La réussite de cette démarche suppose d’énoncer clairement en quoi consistent les frais exigés et les services offerts. Pour vous démarquer de la foule des conseillers, faites valoir votre qualité de planificateur financier; en effet, certains clients recherchent un avis professionnel couvrant tous les aspects de leur situation financière plutôt que les services d’un conseiller en placements seulement. Enfin, en ce qui concerne la rétention de la clientèle, il est largement démontré que plus la relation entre le conseiller et le client est satisfaisante, moins le rendement des placements est déterminant.

Offrir vos services de planification financière contre honoraires permet surtout de diversifier vos sources de revenu en percevant des frais raisonnables pour établir un plan; de plus, vous pouvez choisir sans contrainte les meilleurs produits selon les besoins de votre client. Chacun y trouve son compte.

Une bonne planification comporte deux avantages
Premièrement, elle constitue un encouragement bien mérité pour le client en illustrant le chemin parcouru depuis le début de sa vie active. (On ne saurait trop insister sur l’importance de souligner les progrès réalisés, car c’est ainsi que le client acquiert la confiance de pouvoir réaliser ses projets d’avenir.)

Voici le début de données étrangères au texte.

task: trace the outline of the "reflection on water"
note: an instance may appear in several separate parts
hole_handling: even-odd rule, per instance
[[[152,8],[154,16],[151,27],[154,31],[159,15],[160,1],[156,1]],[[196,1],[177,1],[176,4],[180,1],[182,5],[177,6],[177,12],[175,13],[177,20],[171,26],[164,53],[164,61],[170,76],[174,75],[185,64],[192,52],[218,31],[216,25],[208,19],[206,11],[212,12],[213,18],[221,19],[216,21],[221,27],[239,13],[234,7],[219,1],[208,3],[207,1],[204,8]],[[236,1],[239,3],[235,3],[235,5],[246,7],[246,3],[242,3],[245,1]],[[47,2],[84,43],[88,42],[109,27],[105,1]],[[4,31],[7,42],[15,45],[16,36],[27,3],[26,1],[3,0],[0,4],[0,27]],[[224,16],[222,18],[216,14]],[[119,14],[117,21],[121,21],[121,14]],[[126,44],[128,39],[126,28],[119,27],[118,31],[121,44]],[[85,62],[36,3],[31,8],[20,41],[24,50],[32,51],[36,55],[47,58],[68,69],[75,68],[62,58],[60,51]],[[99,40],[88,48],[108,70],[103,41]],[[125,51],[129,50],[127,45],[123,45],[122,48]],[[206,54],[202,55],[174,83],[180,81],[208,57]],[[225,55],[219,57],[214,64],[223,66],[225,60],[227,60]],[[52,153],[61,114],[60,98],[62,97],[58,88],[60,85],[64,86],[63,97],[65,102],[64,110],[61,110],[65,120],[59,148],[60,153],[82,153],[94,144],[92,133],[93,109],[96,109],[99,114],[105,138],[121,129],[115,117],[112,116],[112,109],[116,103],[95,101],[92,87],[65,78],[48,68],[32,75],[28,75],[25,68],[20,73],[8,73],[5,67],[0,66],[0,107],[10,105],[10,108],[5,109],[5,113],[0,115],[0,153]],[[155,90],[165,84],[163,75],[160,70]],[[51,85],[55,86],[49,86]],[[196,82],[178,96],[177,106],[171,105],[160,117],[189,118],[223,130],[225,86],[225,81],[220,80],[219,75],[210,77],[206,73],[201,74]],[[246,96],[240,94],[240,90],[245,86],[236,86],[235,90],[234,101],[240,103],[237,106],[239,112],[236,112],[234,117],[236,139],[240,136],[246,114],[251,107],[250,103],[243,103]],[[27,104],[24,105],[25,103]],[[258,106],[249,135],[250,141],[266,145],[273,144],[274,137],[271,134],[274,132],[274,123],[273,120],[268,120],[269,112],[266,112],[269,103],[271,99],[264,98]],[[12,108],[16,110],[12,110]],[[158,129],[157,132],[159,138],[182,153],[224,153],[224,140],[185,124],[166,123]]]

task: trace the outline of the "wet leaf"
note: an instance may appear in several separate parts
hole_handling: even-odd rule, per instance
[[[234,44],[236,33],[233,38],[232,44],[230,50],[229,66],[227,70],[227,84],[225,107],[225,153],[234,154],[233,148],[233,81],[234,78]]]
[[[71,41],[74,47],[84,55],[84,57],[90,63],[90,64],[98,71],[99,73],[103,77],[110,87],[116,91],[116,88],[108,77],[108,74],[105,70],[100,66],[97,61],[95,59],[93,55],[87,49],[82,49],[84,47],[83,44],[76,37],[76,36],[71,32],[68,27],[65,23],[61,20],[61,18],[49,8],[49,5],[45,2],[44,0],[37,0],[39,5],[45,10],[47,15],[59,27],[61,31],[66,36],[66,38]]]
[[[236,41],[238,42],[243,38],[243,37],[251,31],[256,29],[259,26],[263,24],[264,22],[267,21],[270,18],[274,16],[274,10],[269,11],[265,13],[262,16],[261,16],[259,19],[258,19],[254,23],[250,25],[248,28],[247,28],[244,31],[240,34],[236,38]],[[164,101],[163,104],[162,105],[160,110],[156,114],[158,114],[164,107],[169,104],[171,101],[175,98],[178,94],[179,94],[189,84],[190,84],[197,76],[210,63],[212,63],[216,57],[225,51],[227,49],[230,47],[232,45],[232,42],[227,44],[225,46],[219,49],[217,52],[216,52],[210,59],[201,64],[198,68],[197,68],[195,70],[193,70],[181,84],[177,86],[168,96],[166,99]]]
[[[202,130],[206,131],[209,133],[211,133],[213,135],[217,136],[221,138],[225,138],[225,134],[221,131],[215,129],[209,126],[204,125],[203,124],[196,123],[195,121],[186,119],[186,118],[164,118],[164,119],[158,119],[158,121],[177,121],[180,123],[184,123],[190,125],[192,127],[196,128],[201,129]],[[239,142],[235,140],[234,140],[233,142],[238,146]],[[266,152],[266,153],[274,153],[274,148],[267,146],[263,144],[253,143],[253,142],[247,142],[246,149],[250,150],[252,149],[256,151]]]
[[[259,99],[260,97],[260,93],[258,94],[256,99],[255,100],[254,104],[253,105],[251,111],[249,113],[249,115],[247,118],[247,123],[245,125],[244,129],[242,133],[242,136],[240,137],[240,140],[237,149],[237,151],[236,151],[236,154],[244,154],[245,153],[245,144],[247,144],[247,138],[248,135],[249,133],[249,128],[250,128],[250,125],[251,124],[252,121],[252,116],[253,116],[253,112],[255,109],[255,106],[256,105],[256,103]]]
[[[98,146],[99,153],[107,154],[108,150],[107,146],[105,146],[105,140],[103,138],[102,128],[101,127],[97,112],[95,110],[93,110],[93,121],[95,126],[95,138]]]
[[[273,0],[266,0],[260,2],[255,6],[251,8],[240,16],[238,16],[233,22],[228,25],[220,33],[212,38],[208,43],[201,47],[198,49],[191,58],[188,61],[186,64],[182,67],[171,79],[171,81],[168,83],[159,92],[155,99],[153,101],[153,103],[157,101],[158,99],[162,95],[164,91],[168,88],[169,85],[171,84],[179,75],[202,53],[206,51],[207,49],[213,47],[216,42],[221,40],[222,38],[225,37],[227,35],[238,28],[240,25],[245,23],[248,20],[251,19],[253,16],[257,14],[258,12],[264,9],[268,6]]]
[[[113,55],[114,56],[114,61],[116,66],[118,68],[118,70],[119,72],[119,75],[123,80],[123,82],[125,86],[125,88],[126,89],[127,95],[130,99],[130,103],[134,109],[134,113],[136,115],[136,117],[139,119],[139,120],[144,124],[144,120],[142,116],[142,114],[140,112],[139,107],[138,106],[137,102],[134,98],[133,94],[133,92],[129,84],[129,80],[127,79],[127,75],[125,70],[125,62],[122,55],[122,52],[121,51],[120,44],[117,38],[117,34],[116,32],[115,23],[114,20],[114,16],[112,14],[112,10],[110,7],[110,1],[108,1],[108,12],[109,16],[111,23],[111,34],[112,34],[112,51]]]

Deuxièmement, en prenant conscience du chemin parcouru, le client peut envisager accomplir le même progrès dans le futur et il gagne la conviction d’être effectivement capable d’atteindre ses objectifs. Ce parallèle entre l’acquis et le futur est un des outils les plus puissants dont dispose le conseiller pour tranquilliser le client pris dans une tourmente d’incertitude sans cesse alimentée par l’information grand public. Le plan financier est une balise appréciée autant par les clients inquiets de leur avenir que ceux qui ont besoin d’un guide pour être rassurés.

Pour illustrer mon raisonnement, j’emploie un progiciel qui permet d’établir une ventilation très détaillée des dépenses essentielles et autres, et des sources de revenu. Ce programme fournit d’excellentes projections selon les prémisses proposées, intègre le taux d’imposition applicable chaque année et comptabilise les revenus et la croissance des placements en fonction des paramètres précis correspondant à la catégorie et au type de placement.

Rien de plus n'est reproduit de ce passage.